Aquel comentario me hizo dudar sobre si aquella mujer me estaba vacilando o realmente su estado cerebral era tan precario que ni siquera recordaba que estaba en mi coche porque yo la había recogido en su casa unas horas antes.

-y a usted le gusta vivir con mi sobrina, joven?
-me llamo Tomás, señora. Y no vivo con su sobrina. Sólo somos vecinos.

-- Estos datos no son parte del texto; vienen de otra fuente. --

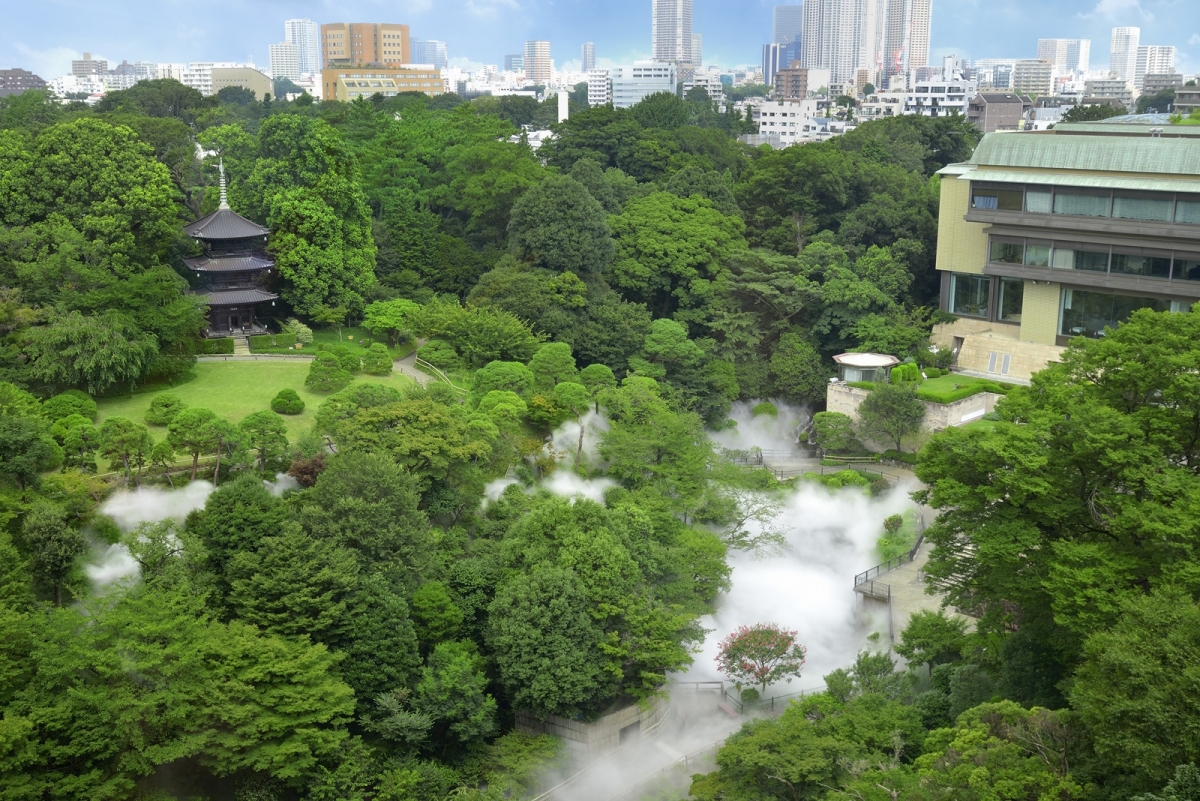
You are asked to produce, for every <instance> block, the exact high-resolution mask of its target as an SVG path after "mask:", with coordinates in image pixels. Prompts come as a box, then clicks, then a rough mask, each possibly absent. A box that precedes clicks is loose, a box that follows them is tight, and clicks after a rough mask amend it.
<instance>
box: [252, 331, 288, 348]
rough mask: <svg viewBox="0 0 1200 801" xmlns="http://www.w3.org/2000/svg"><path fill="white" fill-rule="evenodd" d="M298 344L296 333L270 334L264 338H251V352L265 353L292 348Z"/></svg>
mask: <svg viewBox="0 0 1200 801" xmlns="http://www.w3.org/2000/svg"><path fill="white" fill-rule="evenodd" d="M295 343H296V335H294V333H268V335H264V336H262V337H251V338H250V350H251V353H254V351H263V350H270V349H277V348H290V347H292V345H294V344H295Z"/></svg>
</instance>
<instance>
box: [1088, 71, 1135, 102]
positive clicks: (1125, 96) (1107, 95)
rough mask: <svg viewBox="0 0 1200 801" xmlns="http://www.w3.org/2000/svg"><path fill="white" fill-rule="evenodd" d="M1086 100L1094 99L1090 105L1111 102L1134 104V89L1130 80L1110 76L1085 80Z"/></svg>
mask: <svg viewBox="0 0 1200 801" xmlns="http://www.w3.org/2000/svg"><path fill="white" fill-rule="evenodd" d="M1084 100H1090V101H1092V102H1091V103H1088V106H1099V104H1102V103H1111V104H1114V106H1124V107H1127V108H1128V107H1130V106H1133V101H1134V91H1133V85H1132V84H1130V83H1129V82H1128V80H1121V79H1120V78H1108V79H1098V80H1086V82H1084Z"/></svg>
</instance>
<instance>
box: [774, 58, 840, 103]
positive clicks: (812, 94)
mask: <svg viewBox="0 0 1200 801" xmlns="http://www.w3.org/2000/svg"><path fill="white" fill-rule="evenodd" d="M828 88H829V71H828V70H810V68H808V67H800V66H797V65H796V64H793V65H792V66H791V67H788V68H787V70H780V71H779V73H778V74H776V77H775V100H776V101H800V100H805V98H808V97H811V96H814V95H816V94H817V91H818V90H822V89H824V90H828Z"/></svg>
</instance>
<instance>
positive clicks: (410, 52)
mask: <svg viewBox="0 0 1200 801" xmlns="http://www.w3.org/2000/svg"><path fill="white" fill-rule="evenodd" d="M412 62H413V49H412V40H410V37H409V32H408V25H400V24H397V23H325V24H324V25H322V26H320V64H322V67H349V66H354V65H367V64H368V65H372V66H392V65H395V66H400V65H402V64H412ZM326 97H328V96H326Z"/></svg>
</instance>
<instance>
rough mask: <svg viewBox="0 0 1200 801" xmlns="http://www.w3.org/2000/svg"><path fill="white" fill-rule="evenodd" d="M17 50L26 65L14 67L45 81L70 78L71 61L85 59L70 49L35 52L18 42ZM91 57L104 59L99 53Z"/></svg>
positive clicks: (54, 47) (63, 47)
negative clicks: (30, 73) (62, 78)
mask: <svg viewBox="0 0 1200 801" xmlns="http://www.w3.org/2000/svg"><path fill="white" fill-rule="evenodd" d="M16 48H17V53H19V54H20V58H22V61H24V64H20V65H14V66H23V67H24V68H26V70H29V71H30V72H32V73H34V74H36V76H38V77H40V78H42V79H44V80H53V79H54V78H59V77H61V76H70V74H71V60H72V59H82V58H83V53H80V52H79V50H74V49H71V48H70V47H52V48H48V49H46V50H35V49H34V48H31V47H29V46H26V44H23V43H22V42H17V43H16ZM91 55H92V58H94V59H103V58H104V56H103V55H101V54H98V53H92V54H91Z"/></svg>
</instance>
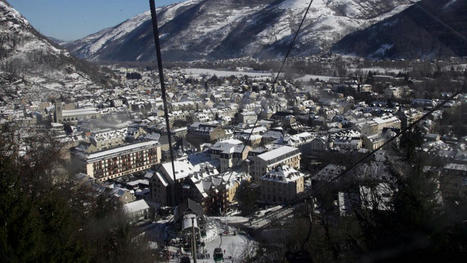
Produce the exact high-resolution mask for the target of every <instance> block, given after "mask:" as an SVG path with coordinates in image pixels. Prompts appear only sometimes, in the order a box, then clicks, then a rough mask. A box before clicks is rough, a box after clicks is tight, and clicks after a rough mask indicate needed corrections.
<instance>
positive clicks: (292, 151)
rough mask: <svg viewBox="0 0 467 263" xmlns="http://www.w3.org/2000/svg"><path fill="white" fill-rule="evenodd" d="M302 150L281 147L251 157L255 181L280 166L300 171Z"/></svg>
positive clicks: (287, 146)
mask: <svg viewBox="0 0 467 263" xmlns="http://www.w3.org/2000/svg"><path fill="white" fill-rule="evenodd" d="M300 158H301V153H300V150H299V149H297V148H294V147H290V146H280V147H278V148H276V149H273V150H270V151H267V152H265V153H262V154H260V155H257V156H252V157H251V161H252V164H251V168H252V169H250V173H251V175H252V176H253V178H255V179H259V178H260V177H261V176H263V175H265V174H266V173H268V172H270V171H272V170H273V169H274V168H276V167H278V166H283V165H288V166H289V167H292V168H294V169H297V170H298V169H300Z"/></svg>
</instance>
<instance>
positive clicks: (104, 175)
mask: <svg viewBox="0 0 467 263" xmlns="http://www.w3.org/2000/svg"><path fill="white" fill-rule="evenodd" d="M161 155H162V154H161V147H160V145H159V142H157V141H147V142H139V143H133V144H128V145H124V146H119V147H116V148H112V149H108V150H104V151H100V152H95V153H86V152H83V151H79V149H76V150H75V151H73V159H74V161H76V163H78V164H79V165H80V166H81V168H82V170H83V172H85V173H86V174H87V175H88V176H90V177H91V178H94V179H96V180H97V181H100V182H103V181H107V180H109V179H115V178H118V177H121V176H124V175H128V174H132V173H135V172H139V171H145V170H147V169H149V168H151V167H152V166H154V165H156V164H158V163H160V160H161Z"/></svg>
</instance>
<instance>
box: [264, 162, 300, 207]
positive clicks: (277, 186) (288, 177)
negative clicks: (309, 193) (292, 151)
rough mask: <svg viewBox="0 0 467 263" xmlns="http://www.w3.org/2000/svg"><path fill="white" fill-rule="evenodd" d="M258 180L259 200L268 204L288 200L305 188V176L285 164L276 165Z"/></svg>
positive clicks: (285, 200)
mask: <svg viewBox="0 0 467 263" xmlns="http://www.w3.org/2000/svg"><path fill="white" fill-rule="evenodd" d="M259 182H260V189H261V200H262V201H263V202H265V203H269V204H277V203H287V202H290V201H292V200H294V199H295V198H296V197H297V195H298V194H299V193H302V192H303V191H304V190H305V176H304V175H303V174H302V173H300V172H299V171H297V170H295V169H294V168H292V167H289V166H287V165H283V166H277V167H276V168H274V169H273V170H271V171H269V172H268V173H266V174H265V175H263V176H261V177H260V178H259Z"/></svg>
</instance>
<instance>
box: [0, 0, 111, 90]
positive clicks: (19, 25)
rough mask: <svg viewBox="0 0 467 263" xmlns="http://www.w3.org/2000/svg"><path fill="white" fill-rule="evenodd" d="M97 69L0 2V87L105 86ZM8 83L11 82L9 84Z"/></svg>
mask: <svg viewBox="0 0 467 263" xmlns="http://www.w3.org/2000/svg"><path fill="white" fill-rule="evenodd" d="M109 80H110V79H107V77H106V76H104V74H101V72H100V69H99V68H98V67H97V66H95V65H91V64H90V63H88V62H85V61H81V60H79V59H76V58H75V57H73V56H72V55H71V54H70V52H69V51H68V50H66V49H64V48H62V47H60V46H58V45H56V44H54V43H52V42H51V41H49V40H48V39H47V38H46V37H44V36H42V35H41V34H40V33H39V32H37V31H36V30H35V29H34V28H33V27H32V26H31V25H30V23H29V22H28V21H27V20H26V19H25V18H24V17H23V16H22V15H21V14H20V13H18V12H17V11H16V10H15V9H14V8H13V7H11V6H10V5H9V4H8V3H7V2H5V1H4V0H1V1H0V86H2V85H4V84H12V83H14V85H17V86H21V87H25V88H32V87H34V89H37V90H54V91H63V90H65V88H69V89H72V88H73V87H77V86H80V87H83V86H86V85H96V84H98V85H107V84H109V82H108V81H109ZM9 86H11V85H9Z"/></svg>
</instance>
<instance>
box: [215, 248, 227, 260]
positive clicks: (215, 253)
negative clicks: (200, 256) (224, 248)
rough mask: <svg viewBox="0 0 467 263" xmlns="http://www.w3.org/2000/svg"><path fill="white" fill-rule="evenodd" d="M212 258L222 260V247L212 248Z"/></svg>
mask: <svg viewBox="0 0 467 263" xmlns="http://www.w3.org/2000/svg"><path fill="white" fill-rule="evenodd" d="M213 259H214V262H221V261H224V253H223V252H222V248H220V247H218V248H215V249H214V255H213Z"/></svg>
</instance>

-pero entonces va usted también a Teruel, joven?
-Teruel?
-eh?
-Mire, vamos a dejarlo...

en ese momento, en que la cola se ponía en marcha de nuevo, la tía Paquita sacó una piruleta de su bolso. Decididamente, aquella mujer era muy lista. No había más que ver el estado de nervios en el que me estaba poniendo mientras ella seguía tan tranquila e inalterable. Decidí sacar mi cedé para casos de autopista nocturna. Era un cedé que hice hacía meses, con el sonido del sónar de un submarino que se reptía infinitamente. Era un placer, en la oscuridad de la autopista, contemplar únicamente las luces rojas y amarillas del salpicadero del coche con un “ping” repetitivo de fondo. Además, había instalado en el techo de AX un marcador digital de tres números, que podía modificar a mi antojo, donde fijaba siempre la ruta que trazaba con mi pequeño “submarino”. Que, en caso de regresar a casa, siempre era rumbo 1.0.2. no era precisamente un submarino de la clase Tiphoon, pero era mío. Y yo era el capitán.